If you are at this stage, here are seven questions you might want to consider investigating:
(1) Is the program or basic theory being offered a practical approach to actually improving the areas in your life in which you want to see better results? Or do the suggested principles of the program seem to you to be overly vague and hard to pin down?
(2) Do you agree with the basic principles or underlying assumptions of the improvement program being suggested? Or would you have to “force” yourself to act on these principles without really believing in them?
(3) Do the personal improvement techniques being suggested by the expert depend for success on a faith-based or religious set of operating principles? If so, can you accept these principles?
(4) Does the expert’s public personal life-behaviour history reflect the principles outlined in their theories?

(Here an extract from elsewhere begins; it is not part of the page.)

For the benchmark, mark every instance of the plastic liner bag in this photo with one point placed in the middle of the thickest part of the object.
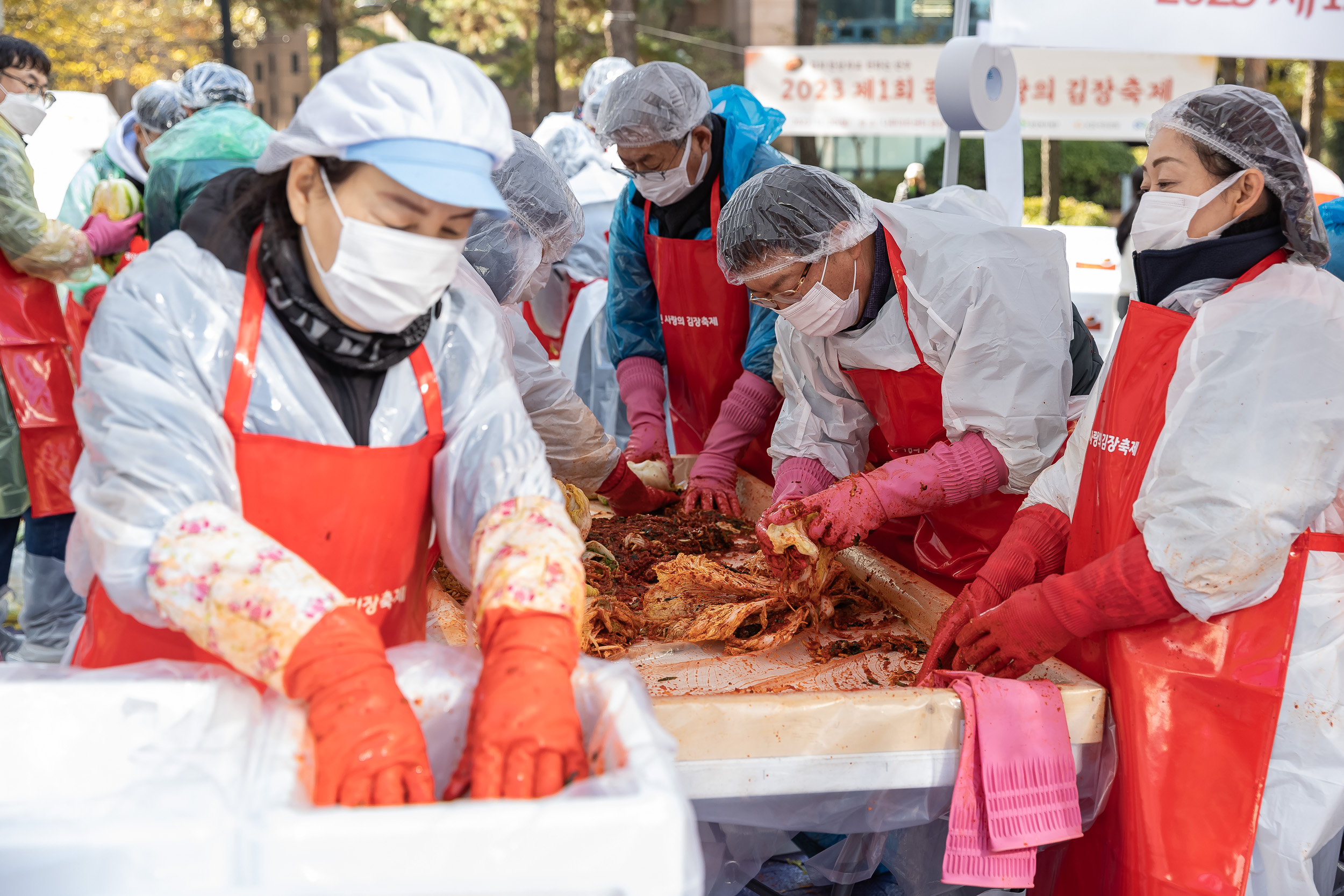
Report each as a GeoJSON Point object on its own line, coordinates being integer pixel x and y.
{"type": "Point", "coordinates": [1253, 130]}
{"type": "Point", "coordinates": [173, 777]}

If not, can you still follow and try to implement the ideas of this expert, despite this inconsistency?
(5) In the case of personal growth experts discussing mental health from a medical perspective and offering advice, do they have the necessary medical educational credentials to warrant them being considered an authority?
(6) Is the program or plan easy to understand with straightforward implementation steps? Is the program believable in its claims?
(7) Do the theories, concepts, and ideas expressed by the authority/expert mesh with your own value system?
Finally, it can be helpful to find out what other people think of the ideas offered by the expert you are considering following. One of the ways to discover this is by looking for third-party unbiased online reviews, criticism and articles about the expert and their personal growth informational materials.